7)   We pay professors a salary but then tell them to go get grants or contracts if they want promotion. It is a rare situation that teaching is at the forefront of administrators minds. This is what economists like to call a perverse incentive. If we want the nation to be successful we have to decouple promotion from grants and determine a strategy for using students in the research process. Merging research, teaching, and innovation emergence in the classroom put me at odds with my administration when it came to addressing learning objectives and organizational accreditation.

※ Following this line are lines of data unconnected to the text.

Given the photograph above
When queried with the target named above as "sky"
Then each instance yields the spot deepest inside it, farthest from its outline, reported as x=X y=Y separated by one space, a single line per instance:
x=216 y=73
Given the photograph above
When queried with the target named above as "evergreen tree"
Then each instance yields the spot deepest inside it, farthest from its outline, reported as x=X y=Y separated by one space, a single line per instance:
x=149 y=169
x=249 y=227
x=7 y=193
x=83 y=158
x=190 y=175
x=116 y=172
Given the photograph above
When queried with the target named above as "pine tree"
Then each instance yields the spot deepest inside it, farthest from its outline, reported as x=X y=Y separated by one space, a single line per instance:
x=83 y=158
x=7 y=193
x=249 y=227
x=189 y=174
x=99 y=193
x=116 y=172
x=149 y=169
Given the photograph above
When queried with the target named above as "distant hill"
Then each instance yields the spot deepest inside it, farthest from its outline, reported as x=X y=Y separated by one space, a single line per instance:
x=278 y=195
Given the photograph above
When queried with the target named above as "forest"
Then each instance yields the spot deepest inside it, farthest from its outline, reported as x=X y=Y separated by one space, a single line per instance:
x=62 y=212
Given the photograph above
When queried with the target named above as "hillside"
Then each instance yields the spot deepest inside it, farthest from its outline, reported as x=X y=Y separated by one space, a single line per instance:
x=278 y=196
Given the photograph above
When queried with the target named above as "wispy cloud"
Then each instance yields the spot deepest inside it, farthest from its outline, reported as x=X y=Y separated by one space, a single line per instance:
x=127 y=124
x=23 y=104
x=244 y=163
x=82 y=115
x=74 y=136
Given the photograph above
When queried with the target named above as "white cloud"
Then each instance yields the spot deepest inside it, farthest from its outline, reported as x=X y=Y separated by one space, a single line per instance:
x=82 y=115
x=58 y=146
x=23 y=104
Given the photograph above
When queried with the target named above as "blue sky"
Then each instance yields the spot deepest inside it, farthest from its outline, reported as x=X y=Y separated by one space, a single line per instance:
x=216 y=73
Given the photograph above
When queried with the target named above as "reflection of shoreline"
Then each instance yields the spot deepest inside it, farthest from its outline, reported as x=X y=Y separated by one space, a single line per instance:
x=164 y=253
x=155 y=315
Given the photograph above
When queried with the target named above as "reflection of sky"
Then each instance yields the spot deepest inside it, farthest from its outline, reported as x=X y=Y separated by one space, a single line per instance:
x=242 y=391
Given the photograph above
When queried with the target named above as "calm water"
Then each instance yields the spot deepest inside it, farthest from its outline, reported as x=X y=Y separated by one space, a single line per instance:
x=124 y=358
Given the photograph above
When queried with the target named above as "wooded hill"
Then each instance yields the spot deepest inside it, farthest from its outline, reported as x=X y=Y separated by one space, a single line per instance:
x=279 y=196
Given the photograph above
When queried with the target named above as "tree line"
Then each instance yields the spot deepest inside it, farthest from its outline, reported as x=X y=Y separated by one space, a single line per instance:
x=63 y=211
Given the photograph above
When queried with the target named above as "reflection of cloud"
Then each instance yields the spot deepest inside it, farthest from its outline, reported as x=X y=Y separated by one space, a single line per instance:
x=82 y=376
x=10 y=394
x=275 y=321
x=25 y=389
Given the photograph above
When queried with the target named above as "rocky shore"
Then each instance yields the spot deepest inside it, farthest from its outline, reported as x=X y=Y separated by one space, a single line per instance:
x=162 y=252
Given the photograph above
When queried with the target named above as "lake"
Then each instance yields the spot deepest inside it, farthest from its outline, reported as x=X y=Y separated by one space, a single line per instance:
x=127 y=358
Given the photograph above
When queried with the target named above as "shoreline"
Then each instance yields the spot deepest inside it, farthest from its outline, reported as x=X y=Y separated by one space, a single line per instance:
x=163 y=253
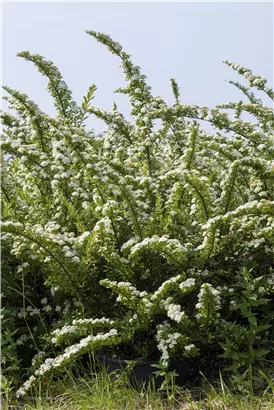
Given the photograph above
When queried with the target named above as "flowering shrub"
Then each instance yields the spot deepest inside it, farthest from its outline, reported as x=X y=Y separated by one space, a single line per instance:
x=177 y=221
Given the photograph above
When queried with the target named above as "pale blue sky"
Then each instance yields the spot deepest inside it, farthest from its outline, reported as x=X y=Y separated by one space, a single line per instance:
x=187 y=41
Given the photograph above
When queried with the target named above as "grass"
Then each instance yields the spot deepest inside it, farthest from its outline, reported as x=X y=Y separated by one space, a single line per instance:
x=101 y=392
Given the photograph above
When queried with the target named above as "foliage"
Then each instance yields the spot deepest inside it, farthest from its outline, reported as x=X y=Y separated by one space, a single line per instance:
x=177 y=221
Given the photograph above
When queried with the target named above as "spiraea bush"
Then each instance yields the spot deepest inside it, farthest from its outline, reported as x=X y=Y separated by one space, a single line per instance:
x=157 y=237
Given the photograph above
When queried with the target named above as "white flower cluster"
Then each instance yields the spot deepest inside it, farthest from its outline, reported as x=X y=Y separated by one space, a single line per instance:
x=70 y=352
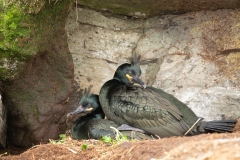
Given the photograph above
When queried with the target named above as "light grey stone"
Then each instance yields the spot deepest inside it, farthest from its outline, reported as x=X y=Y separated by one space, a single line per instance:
x=194 y=56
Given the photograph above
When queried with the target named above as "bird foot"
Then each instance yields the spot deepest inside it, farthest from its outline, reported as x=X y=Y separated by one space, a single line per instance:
x=125 y=127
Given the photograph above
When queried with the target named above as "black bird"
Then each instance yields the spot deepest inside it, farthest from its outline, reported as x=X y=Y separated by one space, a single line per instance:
x=90 y=121
x=151 y=109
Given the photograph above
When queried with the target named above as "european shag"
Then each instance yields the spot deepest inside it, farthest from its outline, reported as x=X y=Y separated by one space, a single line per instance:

8)   Organizational accreditation nationwide needs to be addressed. This is what we like to call South Eastern or North Central or Pacific or whatever as regional accrediting agencies. Having sat through their seminars I would say there is a lot of room for improvement and the cronyism has to be addressed. A frequently overlooked problem in the whole higher education debate is the fact that THIS IS THE FREAKING MECHANISM for fixing higher education and what created all of the stupid stuff going on currently when the veterans GI Bill was originally signed. Don’t expect the actual problem here to be addressed.

 

Here is the problem. It is easy to beat up on higher education because it doesn’t really have a voice. You can beat up on the organ that provided most of the innovation over the last few centuries and continues to be about the only place that innovation occurs but for what purpose. It is not without note that most of the examples of innovation that supposedly happened outside of university actually occurred in the University setting but the thread of the narrative is lost in the fact the entity didn’t finish. Bill Gates was in Harvard, Bill Joy as at Berkley, and good ol’ Steve Jobs well we’ll leave it at that.

Meanwhile we continue to devolve the higher education institutions into erstwhile industrial devolution practices of push em’ in and push em’ out.  Knowledge workers watch as companies call for higher numbers of visas for foreign workers while the number of unemployed workers climb in advanced skill markets. We continue to reward financial management people who develop nothing and software engineers and developers become little more than software practice adjuncts similar to university adjuncts scrambling for jobs.

Then there is the simple industrial practice of transitioning tenure positions at universities to lecturer positions eroding the pay scale (which was already poor) and further denuding the landscape of innovative research inquiry. The landscape is even more barren as the paltry research dollars are foisted off into industry labs and academia is pushed out the door. Industry labs hide their research and rarely does something explosive or innovative make it out the door unless it is evaluated as positive. This process would have killed many innovations that were trials and never expected to succeed. Kind of like early Apple 1’s and Altair computers which led to a revolution.

The result of all of this is the number one threat to American national security that has ever occurred in the history of the country. When I heard a group of leading research graduate students had taken research jobs in academia I wasn’t surprised. When I heard that it was in China I was perplexed. You have to remember a colloquialism. The country with the best soldiers will lose to the country with the smartest geeks. One atom bomb is a lot more deadly than an entire division of soldiers. Understanding that geek power is national power has been lost as the higher education system that produced the heart of American innovation and is slowly being taken apart. What we need is to strengthen higher education and return to the natural goals of education and realize that companies are in it for profit. Not the student. The student is there to learn not define what they want to be entertained by, and finally there is value in structure of the University.